Funny, I've made quite a few of them for myself and others, but I've never used them.  Truth be told, they kind of scare me...the unknown.  I'll have to ink one up and try it out.


----------



## Whisternefet (Mar 10, 2011)

*Tuning Fountain Pens*

I'd highly suggest taking a look at the Fountain Pen Network for anything to do with the use and care of Fountain Pens.

http://www.fountainpennetwork.com/forum/

One of the first questions I ask when someone comes to me about flow issues in an FP is what ink they're using.  In this case, they said they're using Noodler's, so that shouldn't be an issue.  I've never had problems with Noodler's, they make excellent ink.

This page is the holy grail of fountain pen repair/adjustment:

http://www.fountainpennetwork.com/forum/index.php?/topic/11309-repair-reference-information/

Hope that helps!


----------



## ctubbs (Mar 11, 2011)

wiset1 said:


> Funny, I've made quite a few of them for myself and others, but I've never used them.  Truth be told, they kind of scare me...the unknown.  I'll have to ink one up and try it out.

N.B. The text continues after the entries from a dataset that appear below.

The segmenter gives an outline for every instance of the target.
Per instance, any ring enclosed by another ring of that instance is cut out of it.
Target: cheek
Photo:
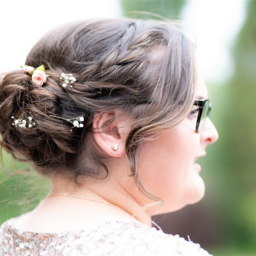
[[[143,184],[165,201],[180,201],[187,186],[198,140],[177,129],[145,143],[138,161]]]

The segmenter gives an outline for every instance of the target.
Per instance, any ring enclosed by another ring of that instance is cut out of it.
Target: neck
[[[67,179],[55,176],[52,178],[50,194],[58,193],[71,194],[101,201],[107,201],[123,209],[131,215],[134,214],[134,218],[137,220],[148,227],[152,227],[151,217],[149,214],[145,210],[140,210],[143,207],[137,201],[121,184],[111,178],[109,178],[106,181],[87,177],[82,186],[79,187],[73,183],[68,183]],[[77,206],[79,208],[81,203],[86,203],[79,202]],[[90,207],[92,207],[91,206]],[[94,210],[93,208],[90,209],[92,211]],[[120,210],[116,209],[117,214]],[[104,214],[102,212],[102,215]]]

DON'T DO IT!!!!!!  I made myself and my bride one each, inked both and we are now hooked.  There is nothing else like writing with real ink flowing onto the paper in writing.  Ball point, Gel, nothing else is quiet as pleasing as an FP, besides, when people see you pull out your FP and sign something, their eyes light up.  Snob appeal.
Charles


----------



## Director Bob (May 13, 2011)

Hi everyone!  I know this is a pretty late response.  I'm the customer who bought the pen from Tim.  I have been following this thread to see what sort of solutions were offered and it just so happens that I tried one of them on my own and it worked.  Actually, I changed both the nib and the feeder and the problem is fixed.  After I experienced the initial problem, I remembered that I had bought an extra nib and feeder a while back when I experienced a problem with another pen, so I swapped them out for the ones that came with the pen I bought from Tim.  The pen rights absolutely flawlessly now and I use it nearly every day.  It is a pleasure to write with, partly because of the nib but mostly because of the weight and look of Tim's craftsmanship.

By the way, the nib was incredibly reasonably priced.  $8!  From:

http://www.bereahardwoods.com/pen-kit/sets/Nib_El_Grande_broad_I.html


----------



## DurocShark (May 13, 2011)

So the original nib and feeder are still out of commission?


----------